Richard Anthony, derrière les paillettes et les refrains entêtants, était un homme aux multiples facettes. Icône populaire, il a marqué des générations avec ses reprises françaises de tubes anglo-saxons, sa voix reconnaissable entre mille, son regard doux et son sourire rassurant. Mais comme beaucoup d’artistes, sa vie privée fut plus tourmentée que ne le laissait paraître la scène. Des mariages, des divorces, des enfants parfois éloignés, des moments de solitude aussi.
La relation qu’il entretenait avec ses enfants, notamment Xavier, n’a pas toujours été simple. Éloignement, malentendus, différences de modes de vie ont creusé des distances que la maladie, hélas, n’a pas réussi à combler. Le choix d’Élisabeth de garder le silence durant les derniers jours de Richard – choix fait, selon elle, par respect de la volonté de l’artiste de mourir dans l’intimité – a été interprété tout autrement par une partie de la famille.
Ce conflit posthume vient rappeler une vérité souvent tue : derrière les figures publiques se cachent des histoires humaines complexes, des liens familiaux fragiles, des blessures anciennes. La mort, loin d’apaiser, vient parfois réveiller les douleurs enfouies.

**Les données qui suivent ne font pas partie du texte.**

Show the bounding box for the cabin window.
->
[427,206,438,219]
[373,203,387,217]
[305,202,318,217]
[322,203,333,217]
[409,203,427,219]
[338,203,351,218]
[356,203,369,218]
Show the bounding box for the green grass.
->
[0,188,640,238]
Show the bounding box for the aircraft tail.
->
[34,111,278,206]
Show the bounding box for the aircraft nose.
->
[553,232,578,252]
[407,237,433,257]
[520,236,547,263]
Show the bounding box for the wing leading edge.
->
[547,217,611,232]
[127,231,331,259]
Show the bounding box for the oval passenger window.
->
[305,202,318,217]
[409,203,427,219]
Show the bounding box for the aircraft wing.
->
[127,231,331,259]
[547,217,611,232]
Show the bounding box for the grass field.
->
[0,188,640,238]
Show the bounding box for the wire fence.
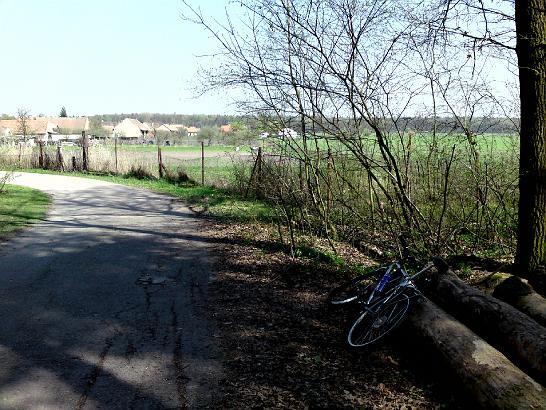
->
[0,143,253,187]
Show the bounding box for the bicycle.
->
[328,253,445,347]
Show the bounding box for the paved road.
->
[0,174,221,410]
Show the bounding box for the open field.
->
[0,185,50,239]
[0,144,251,186]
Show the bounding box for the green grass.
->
[0,185,50,239]
[109,144,240,154]
[15,169,276,223]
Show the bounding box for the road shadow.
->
[0,187,221,409]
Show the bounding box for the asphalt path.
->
[0,174,221,409]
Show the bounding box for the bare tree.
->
[186,0,520,253]
[17,108,32,144]
[516,0,546,289]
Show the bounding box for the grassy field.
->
[0,185,50,239]
[13,169,276,226]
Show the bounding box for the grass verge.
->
[14,169,275,223]
[0,185,50,239]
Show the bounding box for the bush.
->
[125,165,156,180]
[165,169,196,185]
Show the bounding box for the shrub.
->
[165,168,196,185]
[125,165,156,180]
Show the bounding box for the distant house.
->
[156,124,179,133]
[277,128,298,138]
[48,117,89,142]
[0,118,59,145]
[114,118,151,142]
[186,126,201,137]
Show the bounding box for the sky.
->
[0,0,235,116]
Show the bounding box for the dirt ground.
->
[202,221,469,409]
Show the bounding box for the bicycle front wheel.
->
[347,293,410,347]
[327,277,371,306]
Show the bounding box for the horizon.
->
[0,0,236,117]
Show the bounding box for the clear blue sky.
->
[0,0,234,115]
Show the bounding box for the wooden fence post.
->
[326,148,334,211]
[38,141,44,168]
[201,141,205,186]
[114,137,118,175]
[256,147,263,198]
[157,144,165,178]
[57,144,64,171]
[82,131,89,171]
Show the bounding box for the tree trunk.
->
[421,270,546,383]
[493,276,546,326]
[515,0,546,285]
[407,300,546,409]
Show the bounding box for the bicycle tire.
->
[326,276,371,306]
[347,293,411,347]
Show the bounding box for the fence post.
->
[38,141,44,168]
[157,144,164,178]
[326,147,334,211]
[82,131,89,171]
[201,141,205,186]
[256,147,263,198]
[57,143,64,171]
[114,136,118,175]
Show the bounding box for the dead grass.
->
[200,222,463,409]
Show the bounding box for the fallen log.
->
[493,276,546,326]
[406,299,546,409]
[420,269,546,384]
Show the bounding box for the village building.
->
[186,126,201,137]
[0,117,89,146]
[114,118,153,143]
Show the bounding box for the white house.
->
[277,128,298,138]
[114,118,151,142]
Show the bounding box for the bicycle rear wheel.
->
[327,277,371,306]
[347,293,410,347]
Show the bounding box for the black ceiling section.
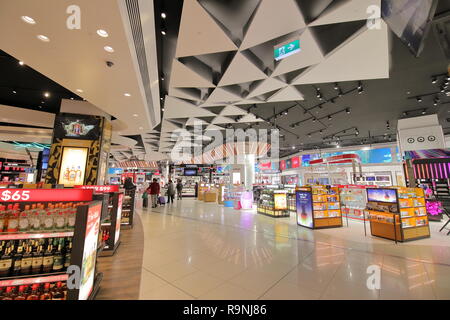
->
[0,48,82,114]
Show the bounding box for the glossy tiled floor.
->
[140,199,450,300]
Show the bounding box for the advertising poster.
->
[295,191,314,228]
[78,203,102,300]
[114,193,123,244]
[54,114,100,140]
[273,193,287,210]
[58,147,88,187]
[291,157,300,169]
[367,189,397,203]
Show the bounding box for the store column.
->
[45,113,112,187]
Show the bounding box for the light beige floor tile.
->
[173,271,224,298]
[199,283,258,300]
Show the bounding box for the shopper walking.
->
[147,179,160,208]
[167,180,175,203]
[177,179,183,200]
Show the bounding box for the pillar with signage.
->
[45,113,111,187]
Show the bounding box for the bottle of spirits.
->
[27,283,39,300]
[14,286,27,300]
[40,282,52,300]
[53,239,64,272]
[0,243,12,277]
[52,281,64,300]
[31,244,44,274]
[19,204,31,232]
[20,240,34,275]
[12,241,23,276]
[64,238,72,270]
[42,239,53,273]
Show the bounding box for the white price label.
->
[0,190,30,201]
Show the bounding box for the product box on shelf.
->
[0,189,102,300]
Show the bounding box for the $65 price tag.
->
[0,190,30,201]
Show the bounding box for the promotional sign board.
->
[78,203,102,300]
[295,190,314,228]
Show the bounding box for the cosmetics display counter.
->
[257,189,289,218]
[367,187,430,242]
[0,189,102,300]
[296,186,342,229]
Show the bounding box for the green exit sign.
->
[273,40,301,61]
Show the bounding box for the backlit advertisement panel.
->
[58,147,89,187]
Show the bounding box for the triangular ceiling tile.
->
[176,0,237,58]
[247,78,286,99]
[212,116,235,124]
[292,19,389,85]
[170,59,215,88]
[272,29,324,77]
[164,96,214,119]
[239,0,306,50]
[267,86,304,102]
[205,88,242,104]
[220,105,247,116]
[219,52,267,86]
[309,0,381,26]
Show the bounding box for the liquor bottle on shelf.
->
[39,282,52,300]
[14,286,27,300]
[52,239,64,272]
[42,238,54,273]
[19,204,31,232]
[6,204,19,233]
[0,242,12,277]
[12,240,24,276]
[20,240,34,275]
[27,283,39,300]
[31,243,44,274]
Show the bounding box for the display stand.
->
[296,186,342,229]
[120,190,136,229]
[0,189,102,300]
[257,190,289,218]
[367,187,430,242]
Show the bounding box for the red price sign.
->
[0,189,93,202]
[74,185,119,193]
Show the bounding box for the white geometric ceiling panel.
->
[212,112,237,124]
[164,96,215,119]
[219,52,267,86]
[272,29,324,77]
[267,86,304,102]
[292,19,389,85]
[239,0,306,50]
[170,59,215,88]
[205,88,242,104]
[220,105,247,116]
[247,78,286,99]
[176,0,237,58]
[239,114,264,122]
[309,0,381,26]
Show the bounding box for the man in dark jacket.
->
[147,179,160,208]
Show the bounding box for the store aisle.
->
[136,199,450,299]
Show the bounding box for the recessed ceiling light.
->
[22,16,36,24]
[97,29,109,38]
[37,34,50,42]
[103,46,114,53]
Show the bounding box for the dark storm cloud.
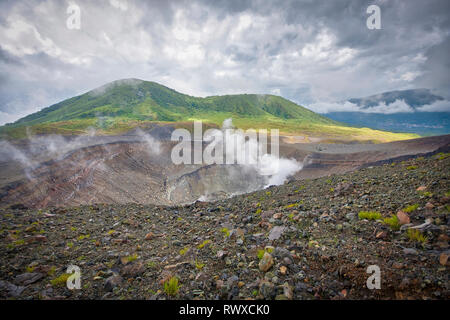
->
[0,0,450,123]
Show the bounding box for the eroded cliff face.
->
[0,142,274,208]
[0,131,450,208]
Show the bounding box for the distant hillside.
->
[0,79,414,142]
[326,112,450,136]
[348,89,444,109]
[10,79,335,125]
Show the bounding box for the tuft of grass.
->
[125,253,137,262]
[402,203,419,213]
[164,277,180,297]
[195,261,205,270]
[383,214,400,230]
[78,234,91,241]
[197,240,211,249]
[26,266,36,273]
[406,229,428,244]
[14,239,25,246]
[220,228,230,238]
[358,211,383,220]
[180,247,189,256]
[50,273,70,287]
[256,249,266,260]
[437,152,450,160]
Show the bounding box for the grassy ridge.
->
[0,79,416,142]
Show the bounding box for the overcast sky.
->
[0,0,450,124]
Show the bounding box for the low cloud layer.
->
[308,100,450,114]
[0,0,450,124]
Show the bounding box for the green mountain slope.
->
[0,79,418,141]
[12,79,336,125]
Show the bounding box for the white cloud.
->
[308,100,450,114]
[0,0,449,123]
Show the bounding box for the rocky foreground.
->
[0,154,450,299]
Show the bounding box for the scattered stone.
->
[269,226,286,240]
[15,272,45,286]
[439,252,448,266]
[375,231,387,239]
[280,266,287,275]
[403,248,418,255]
[259,252,274,272]
[121,262,145,277]
[397,210,411,225]
[144,232,155,240]
[259,280,275,299]
[104,274,123,292]
[0,280,25,298]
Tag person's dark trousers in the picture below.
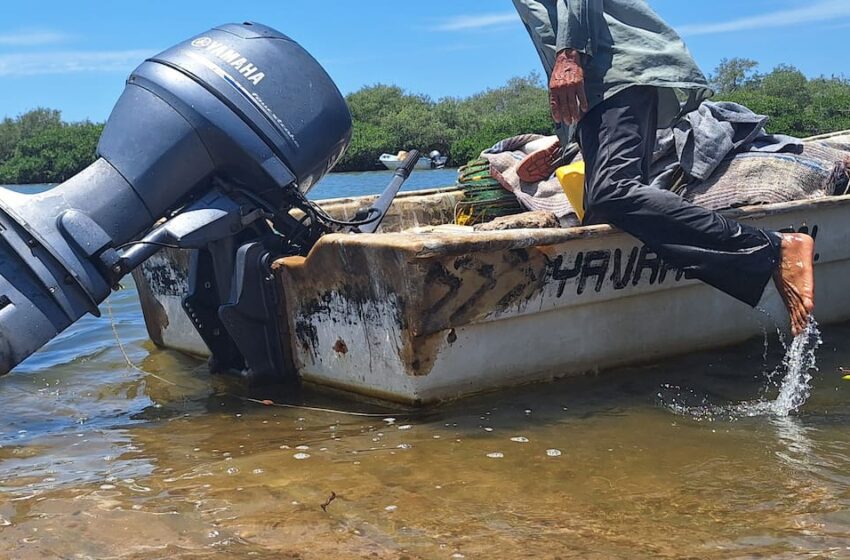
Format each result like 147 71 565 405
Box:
577 86 781 306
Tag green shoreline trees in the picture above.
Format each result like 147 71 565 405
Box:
0 58 850 184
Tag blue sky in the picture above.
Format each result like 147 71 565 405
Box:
0 0 850 121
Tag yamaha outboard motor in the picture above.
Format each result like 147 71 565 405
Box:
0 23 364 377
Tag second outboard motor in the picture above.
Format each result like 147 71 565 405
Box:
0 23 351 376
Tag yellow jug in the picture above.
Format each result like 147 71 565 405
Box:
555 161 584 222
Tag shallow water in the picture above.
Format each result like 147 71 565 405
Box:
0 174 850 559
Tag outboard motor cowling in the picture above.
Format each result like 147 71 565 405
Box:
0 23 351 374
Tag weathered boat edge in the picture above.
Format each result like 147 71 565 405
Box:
134 192 850 406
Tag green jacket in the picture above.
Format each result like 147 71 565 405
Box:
513 0 712 128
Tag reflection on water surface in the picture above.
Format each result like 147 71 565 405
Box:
0 278 850 559
0 172 850 559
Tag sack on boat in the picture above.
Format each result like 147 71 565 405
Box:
675 141 850 210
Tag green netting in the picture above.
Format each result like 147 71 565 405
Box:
455 158 522 225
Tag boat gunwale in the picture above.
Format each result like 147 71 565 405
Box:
300 191 850 259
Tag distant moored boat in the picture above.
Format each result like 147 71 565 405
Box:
378 150 449 169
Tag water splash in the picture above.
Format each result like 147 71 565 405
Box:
658 318 823 421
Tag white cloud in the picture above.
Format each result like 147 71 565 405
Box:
0 29 71 47
0 49 156 76
431 12 519 31
677 0 850 36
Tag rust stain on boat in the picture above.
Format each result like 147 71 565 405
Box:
274 232 548 376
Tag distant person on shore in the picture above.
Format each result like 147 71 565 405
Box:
513 0 814 335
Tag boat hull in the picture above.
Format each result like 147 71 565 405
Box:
378 156 446 171
131 193 850 404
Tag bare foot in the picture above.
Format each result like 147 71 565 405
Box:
773 233 815 336
517 142 561 183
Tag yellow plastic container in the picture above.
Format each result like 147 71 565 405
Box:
555 161 584 222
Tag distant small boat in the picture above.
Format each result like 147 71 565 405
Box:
378 150 449 169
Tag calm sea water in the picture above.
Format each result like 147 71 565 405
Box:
0 171 850 559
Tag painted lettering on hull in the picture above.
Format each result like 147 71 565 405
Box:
546 246 685 297
546 225 820 298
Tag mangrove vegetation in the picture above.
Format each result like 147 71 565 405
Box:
0 58 850 184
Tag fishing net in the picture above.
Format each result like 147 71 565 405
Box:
455 158 523 226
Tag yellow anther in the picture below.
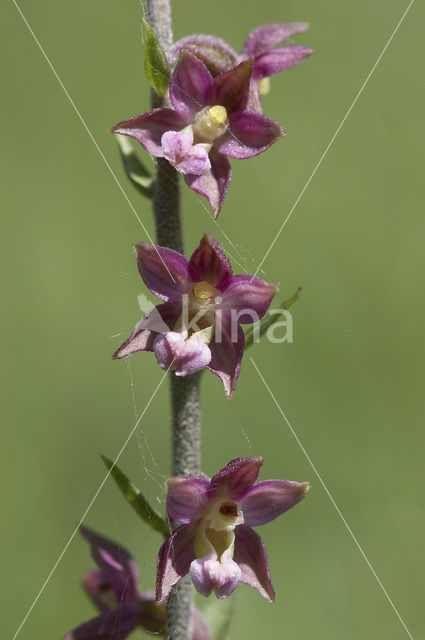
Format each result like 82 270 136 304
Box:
193 280 214 300
207 104 227 124
257 78 270 96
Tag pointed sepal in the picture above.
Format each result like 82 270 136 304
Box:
117 136 155 198
101 456 170 538
244 287 302 349
143 20 171 98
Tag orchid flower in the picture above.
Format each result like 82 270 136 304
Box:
167 22 313 112
63 527 211 640
113 234 278 398
156 457 309 604
112 49 285 216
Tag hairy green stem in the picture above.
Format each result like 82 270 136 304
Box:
147 0 201 640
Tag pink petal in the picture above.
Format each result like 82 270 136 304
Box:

Et pourtant, malgré cette déchirure familiale, l’image que beaucoup conservent de Richard Anthony reste celle d’un homme généreux, charismatique, dont la musique continue d’accompagner les souvenirs de toute une époque. Des titres comme J’entends siffler le train, C’est ma fête ou À présent tu peux t’en aller restent gravés dans les mémoires, comme des madeleines de Proust musicales.
En ce mois d’avril 2025, dix ans après sa disparition, les hommages se multiplient sur les réseaux sociaux. Ses fans partagent des souvenirs, des vidéos, des extraits d’interviews. Certains évoquent sa voix rassurante, d’autres son élégance discrète, beaucoup sa capacité à traduire en chansons les émotions simples de la vie. Quant à Élisabeth Cruchet, elle continue de se faire discrète, refusant de s’enfermer dans la polémique, gardant précieusement pour elle le souvenir d’un homme qu’elle a aimé profondément.
Car au fond, au-delà des querelles et des silences, il reste l’essentiel : la mémoire d’un artiste, le respect d’une vie, la beauté d’un amour vécu loin du bruit, et cette dernière phrase murmurée un soir d’avril : « J’en ai un peu marre… » comme un soupir, comme un au revoir.